The 3rd Brigade, 82nd Airborne Division comprising:
- 1st Battalion, 505th Infantry Regiment
- 2nd Battalion, 505th Infantry Regiment
was based at Phu Loi from September 1968-December 1969

Other units stationed at Phu Loi included:
- 11th Combat Aviation Battalion:
  - 128th Assault Helicopter Company
  - 173rd Assault Helicopter Company before moving to Lai Khe
  - 205th Aviation Support Helicopter Company
  - 213th Aviation Support Helicopter Company
- D Troop, 1st Squadron, 4th Cavalry Regiment
- AVEL Central Avionics (January 1966-April 1972)
- 2nd Battalion, 34th Armor
- 34th Engineer Battalion (May 1968-October 1971)
- 1st Battalion, 27th Artillery (April–November 1967)

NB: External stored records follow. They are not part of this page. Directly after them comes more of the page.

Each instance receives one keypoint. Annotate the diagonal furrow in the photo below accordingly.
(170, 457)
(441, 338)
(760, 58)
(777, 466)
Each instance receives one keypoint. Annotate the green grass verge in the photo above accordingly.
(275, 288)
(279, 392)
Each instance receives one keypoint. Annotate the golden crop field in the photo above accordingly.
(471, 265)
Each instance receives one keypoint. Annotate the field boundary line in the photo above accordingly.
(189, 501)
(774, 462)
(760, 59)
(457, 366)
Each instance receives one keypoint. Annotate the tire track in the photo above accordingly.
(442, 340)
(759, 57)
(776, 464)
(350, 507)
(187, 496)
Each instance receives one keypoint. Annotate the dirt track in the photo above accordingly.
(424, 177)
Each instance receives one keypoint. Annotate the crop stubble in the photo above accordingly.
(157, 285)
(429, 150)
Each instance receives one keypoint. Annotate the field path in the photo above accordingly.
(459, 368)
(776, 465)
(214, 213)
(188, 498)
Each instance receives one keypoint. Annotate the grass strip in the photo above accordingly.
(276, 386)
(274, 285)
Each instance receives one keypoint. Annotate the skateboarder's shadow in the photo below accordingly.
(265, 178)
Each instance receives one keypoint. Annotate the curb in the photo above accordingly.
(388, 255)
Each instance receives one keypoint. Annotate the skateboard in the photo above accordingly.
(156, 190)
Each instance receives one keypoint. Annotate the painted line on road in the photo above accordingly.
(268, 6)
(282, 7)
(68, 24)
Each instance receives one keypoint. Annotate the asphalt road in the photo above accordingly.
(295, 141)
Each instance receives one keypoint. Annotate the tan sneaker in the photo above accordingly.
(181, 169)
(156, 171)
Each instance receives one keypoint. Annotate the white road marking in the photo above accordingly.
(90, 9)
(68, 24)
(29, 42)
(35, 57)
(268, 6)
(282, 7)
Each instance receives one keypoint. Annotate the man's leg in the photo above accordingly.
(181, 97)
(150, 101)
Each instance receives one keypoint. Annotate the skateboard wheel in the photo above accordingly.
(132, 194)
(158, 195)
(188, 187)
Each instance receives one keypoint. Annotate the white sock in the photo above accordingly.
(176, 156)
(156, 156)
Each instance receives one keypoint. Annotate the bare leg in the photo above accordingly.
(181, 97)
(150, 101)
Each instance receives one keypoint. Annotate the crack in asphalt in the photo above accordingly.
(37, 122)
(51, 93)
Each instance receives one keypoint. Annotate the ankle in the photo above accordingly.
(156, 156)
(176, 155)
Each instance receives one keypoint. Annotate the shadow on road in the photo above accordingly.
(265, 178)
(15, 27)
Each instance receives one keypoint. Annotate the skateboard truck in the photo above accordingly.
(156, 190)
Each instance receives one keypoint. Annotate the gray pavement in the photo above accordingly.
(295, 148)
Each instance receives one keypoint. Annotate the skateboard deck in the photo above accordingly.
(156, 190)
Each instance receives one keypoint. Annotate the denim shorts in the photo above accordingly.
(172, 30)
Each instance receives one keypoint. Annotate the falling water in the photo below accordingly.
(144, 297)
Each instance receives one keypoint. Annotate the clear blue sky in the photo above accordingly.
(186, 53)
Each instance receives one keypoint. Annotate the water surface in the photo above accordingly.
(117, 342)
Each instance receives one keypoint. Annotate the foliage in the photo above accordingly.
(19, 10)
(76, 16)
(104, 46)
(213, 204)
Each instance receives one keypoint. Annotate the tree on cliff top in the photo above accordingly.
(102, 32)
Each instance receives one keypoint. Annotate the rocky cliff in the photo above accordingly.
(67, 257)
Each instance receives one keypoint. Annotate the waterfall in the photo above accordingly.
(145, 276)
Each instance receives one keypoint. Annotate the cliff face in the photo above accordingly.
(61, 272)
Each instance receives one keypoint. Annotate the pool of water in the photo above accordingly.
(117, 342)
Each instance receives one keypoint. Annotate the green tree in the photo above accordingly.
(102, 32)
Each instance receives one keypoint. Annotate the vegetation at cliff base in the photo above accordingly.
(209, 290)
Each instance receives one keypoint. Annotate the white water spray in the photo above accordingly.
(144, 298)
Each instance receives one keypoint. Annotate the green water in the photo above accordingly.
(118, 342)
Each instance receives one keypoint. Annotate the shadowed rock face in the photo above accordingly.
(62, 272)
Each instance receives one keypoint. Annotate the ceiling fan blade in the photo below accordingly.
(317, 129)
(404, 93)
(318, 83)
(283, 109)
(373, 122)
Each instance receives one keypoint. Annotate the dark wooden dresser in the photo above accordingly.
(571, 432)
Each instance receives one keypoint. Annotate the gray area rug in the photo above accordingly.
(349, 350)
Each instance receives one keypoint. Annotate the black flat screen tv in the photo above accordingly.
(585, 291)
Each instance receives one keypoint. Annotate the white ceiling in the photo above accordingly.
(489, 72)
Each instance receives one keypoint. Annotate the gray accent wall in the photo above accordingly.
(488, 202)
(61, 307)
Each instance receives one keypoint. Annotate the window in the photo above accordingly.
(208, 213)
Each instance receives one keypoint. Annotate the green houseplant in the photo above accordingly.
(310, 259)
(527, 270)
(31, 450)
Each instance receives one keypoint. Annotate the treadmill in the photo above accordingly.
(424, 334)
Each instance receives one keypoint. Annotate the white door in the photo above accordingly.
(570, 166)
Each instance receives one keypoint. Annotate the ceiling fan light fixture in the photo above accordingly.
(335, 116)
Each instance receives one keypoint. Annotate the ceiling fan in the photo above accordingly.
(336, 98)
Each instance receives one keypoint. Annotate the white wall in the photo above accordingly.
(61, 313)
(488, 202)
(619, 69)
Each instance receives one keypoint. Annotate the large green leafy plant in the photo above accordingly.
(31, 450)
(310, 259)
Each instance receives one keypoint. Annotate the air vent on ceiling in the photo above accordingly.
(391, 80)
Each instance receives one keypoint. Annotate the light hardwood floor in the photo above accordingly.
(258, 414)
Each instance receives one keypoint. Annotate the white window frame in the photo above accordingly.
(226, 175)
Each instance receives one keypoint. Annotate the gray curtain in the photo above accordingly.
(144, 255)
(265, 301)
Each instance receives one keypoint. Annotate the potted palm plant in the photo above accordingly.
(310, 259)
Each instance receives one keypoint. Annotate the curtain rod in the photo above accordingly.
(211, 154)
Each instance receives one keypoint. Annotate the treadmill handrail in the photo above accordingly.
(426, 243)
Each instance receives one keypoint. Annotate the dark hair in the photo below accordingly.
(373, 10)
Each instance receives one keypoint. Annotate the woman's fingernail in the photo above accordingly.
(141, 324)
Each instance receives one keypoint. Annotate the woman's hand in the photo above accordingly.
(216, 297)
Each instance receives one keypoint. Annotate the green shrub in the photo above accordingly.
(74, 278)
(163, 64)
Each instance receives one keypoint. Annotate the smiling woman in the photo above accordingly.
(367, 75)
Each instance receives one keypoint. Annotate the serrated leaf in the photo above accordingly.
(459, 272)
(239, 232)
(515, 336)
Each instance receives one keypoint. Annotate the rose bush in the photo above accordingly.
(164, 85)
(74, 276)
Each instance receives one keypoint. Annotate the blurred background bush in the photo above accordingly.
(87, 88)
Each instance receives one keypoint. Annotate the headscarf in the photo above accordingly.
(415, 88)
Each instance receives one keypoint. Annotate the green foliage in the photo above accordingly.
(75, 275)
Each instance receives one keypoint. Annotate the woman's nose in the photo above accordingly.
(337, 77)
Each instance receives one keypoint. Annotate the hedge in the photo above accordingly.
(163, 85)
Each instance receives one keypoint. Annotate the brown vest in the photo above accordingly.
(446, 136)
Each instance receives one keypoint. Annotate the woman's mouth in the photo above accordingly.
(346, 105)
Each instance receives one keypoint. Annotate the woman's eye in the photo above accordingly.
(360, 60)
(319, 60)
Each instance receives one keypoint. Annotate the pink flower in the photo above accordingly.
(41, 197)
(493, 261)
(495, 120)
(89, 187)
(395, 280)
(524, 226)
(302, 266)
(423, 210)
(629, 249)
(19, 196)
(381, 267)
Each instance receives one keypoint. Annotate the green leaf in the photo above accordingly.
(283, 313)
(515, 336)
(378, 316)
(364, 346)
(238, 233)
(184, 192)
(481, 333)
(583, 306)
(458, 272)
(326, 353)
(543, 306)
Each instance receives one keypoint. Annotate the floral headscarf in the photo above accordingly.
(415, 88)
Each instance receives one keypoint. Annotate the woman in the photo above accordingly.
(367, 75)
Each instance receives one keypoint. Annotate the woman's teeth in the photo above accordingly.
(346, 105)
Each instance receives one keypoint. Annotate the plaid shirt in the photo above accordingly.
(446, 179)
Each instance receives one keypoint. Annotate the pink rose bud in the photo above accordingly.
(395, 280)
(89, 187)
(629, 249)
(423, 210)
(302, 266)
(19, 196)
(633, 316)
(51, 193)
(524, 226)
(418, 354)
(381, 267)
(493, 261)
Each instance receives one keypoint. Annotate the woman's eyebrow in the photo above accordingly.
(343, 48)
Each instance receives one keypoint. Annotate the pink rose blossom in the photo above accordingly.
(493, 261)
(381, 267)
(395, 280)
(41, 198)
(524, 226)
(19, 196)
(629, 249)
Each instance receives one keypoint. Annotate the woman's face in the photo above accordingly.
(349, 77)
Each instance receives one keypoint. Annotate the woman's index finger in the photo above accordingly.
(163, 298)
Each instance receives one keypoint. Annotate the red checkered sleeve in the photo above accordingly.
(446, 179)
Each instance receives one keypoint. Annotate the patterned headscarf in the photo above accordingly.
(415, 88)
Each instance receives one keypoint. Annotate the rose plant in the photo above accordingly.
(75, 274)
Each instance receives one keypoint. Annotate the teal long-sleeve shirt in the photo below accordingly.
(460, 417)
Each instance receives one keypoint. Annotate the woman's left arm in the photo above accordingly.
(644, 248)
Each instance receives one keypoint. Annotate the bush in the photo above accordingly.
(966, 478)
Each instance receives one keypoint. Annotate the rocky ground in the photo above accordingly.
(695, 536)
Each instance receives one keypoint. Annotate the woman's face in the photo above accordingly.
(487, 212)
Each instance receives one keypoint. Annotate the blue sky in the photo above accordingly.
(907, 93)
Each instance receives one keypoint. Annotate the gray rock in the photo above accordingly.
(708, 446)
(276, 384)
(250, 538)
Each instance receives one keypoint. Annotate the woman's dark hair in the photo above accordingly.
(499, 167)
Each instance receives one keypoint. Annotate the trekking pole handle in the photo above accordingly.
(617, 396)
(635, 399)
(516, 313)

- 6th Battalion, 27th Artillery (March 1970-April 1971)
- 2nd Battalion, 32nd Artillery (October 1969-January 1972)
- A Battery, 5th Battalion, 42d Field Artillery (January–March 1972)
- 44th Signal Battalion (May–June 1972)
- 82nd Brigade Support Battalion
- 3rd Battalion, 197th Artillery (September 1968-September 1969)
- Revolutionary Development Task Force (RDTF-Helper) (June 1966-July 1967)

==Current use==
The base is largely abandoned, but a small section serves a museum. The former airfield is still clearly visible on satellite images.